[Pranav]

Q. When 1 mole of ice melts at 0°C and at constant pressure of 1 atm. 1440 calories of heat are absorbed by the system. The molar volumes of ice and water are 0.0196 and 0.0180 litre respectively. Calculate ΔE and ΔH for the reaction.

Attempt:

According to the definition, ΔH is the heat supplied at constant pressure, hence in this case ΔH is 1440 calories.

As ΔE=ΔH-PΔV, ΔE is less than 1440 calories but the answer key states that ΔE and ΔH, both are equal to 1440 calories.

Any help is appreciated. Thanks!

[Pranav]

Anyone?

[curiouscat]

Patience.

[Pranav]

Still no one? -_-

[Corribus]

You are technically not wrong in your reasoning, but try putting in your real numbers and seeing what the result is.  Then think about why the answer is what the answer is. 

[Pranav]

You are technically not wrong in your reasoning, but try putting in your real numbers and seeing what the result is.  Then think about why the answer is what the answer is.
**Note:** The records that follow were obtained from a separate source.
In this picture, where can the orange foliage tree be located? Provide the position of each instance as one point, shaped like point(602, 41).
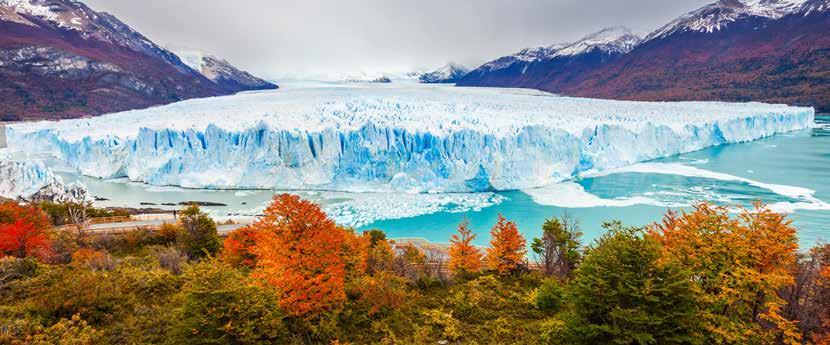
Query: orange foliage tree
point(507, 247)
point(24, 231)
point(299, 254)
point(238, 247)
point(823, 337)
point(465, 258)
point(739, 264)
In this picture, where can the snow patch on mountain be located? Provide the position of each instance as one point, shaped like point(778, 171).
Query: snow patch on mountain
point(221, 72)
point(449, 73)
point(614, 40)
point(611, 40)
point(717, 16)
point(413, 138)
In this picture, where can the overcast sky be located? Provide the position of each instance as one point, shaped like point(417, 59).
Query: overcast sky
point(274, 38)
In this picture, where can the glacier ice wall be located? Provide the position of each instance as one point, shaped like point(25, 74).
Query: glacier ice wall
point(33, 181)
point(437, 140)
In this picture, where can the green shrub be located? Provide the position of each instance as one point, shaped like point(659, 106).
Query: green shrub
point(550, 296)
point(219, 305)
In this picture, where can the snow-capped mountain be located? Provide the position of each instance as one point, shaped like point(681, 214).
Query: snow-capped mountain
point(716, 16)
point(530, 66)
point(616, 40)
point(731, 50)
point(221, 72)
point(62, 59)
point(449, 73)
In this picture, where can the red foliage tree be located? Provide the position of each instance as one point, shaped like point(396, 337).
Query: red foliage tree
point(24, 231)
point(507, 247)
point(299, 254)
point(465, 258)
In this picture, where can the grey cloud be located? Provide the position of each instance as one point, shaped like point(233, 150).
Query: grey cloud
point(279, 37)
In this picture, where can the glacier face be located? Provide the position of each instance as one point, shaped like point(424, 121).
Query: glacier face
point(33, 181)
point(412, 138)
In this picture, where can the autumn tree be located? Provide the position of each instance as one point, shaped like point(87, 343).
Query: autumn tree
point(199, 237)
point(465, 258)
point(410, 262)
point(740, 265)
point(24, 231)
point(624, 292)
point(238, 247)
point(379, 256)
point(300, 256)
point(507, 247)
point(558, 248)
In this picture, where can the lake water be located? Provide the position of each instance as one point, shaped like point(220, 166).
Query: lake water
point(789, 171)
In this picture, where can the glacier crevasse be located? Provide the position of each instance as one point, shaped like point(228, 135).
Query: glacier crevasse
point(424, 139)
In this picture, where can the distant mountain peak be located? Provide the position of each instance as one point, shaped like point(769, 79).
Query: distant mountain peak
point(449, 73)
point(612, 40)
point(609, 40)
point(716, 16)
point(223, 73)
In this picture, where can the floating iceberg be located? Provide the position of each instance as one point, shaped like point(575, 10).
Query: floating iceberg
point(411, 138)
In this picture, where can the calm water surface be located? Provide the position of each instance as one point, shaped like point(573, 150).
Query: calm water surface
point(799, 159)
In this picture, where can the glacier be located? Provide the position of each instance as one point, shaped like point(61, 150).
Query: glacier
point(403, 138)
point(32, 181)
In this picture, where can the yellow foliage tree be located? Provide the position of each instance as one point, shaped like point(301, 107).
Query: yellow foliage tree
point(739, 264)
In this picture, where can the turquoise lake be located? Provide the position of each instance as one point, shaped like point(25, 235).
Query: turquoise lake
point(797, 160)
ΔE=ΔH-PΔV=1440-1*0.0016*24.217≈1439.96 calories. Ah yes, there is negligible work done here. Thank you Corribus.

[Corribus]

Yes, in the case of ice melting, the heat of the phase change so far exceeds the pressure-volume work that the latter is pretty much negligible.  Water is a strange beast all around, so it's easy to become confused.  The way the homework question was framed didn't help.  That is the devil of making approximations!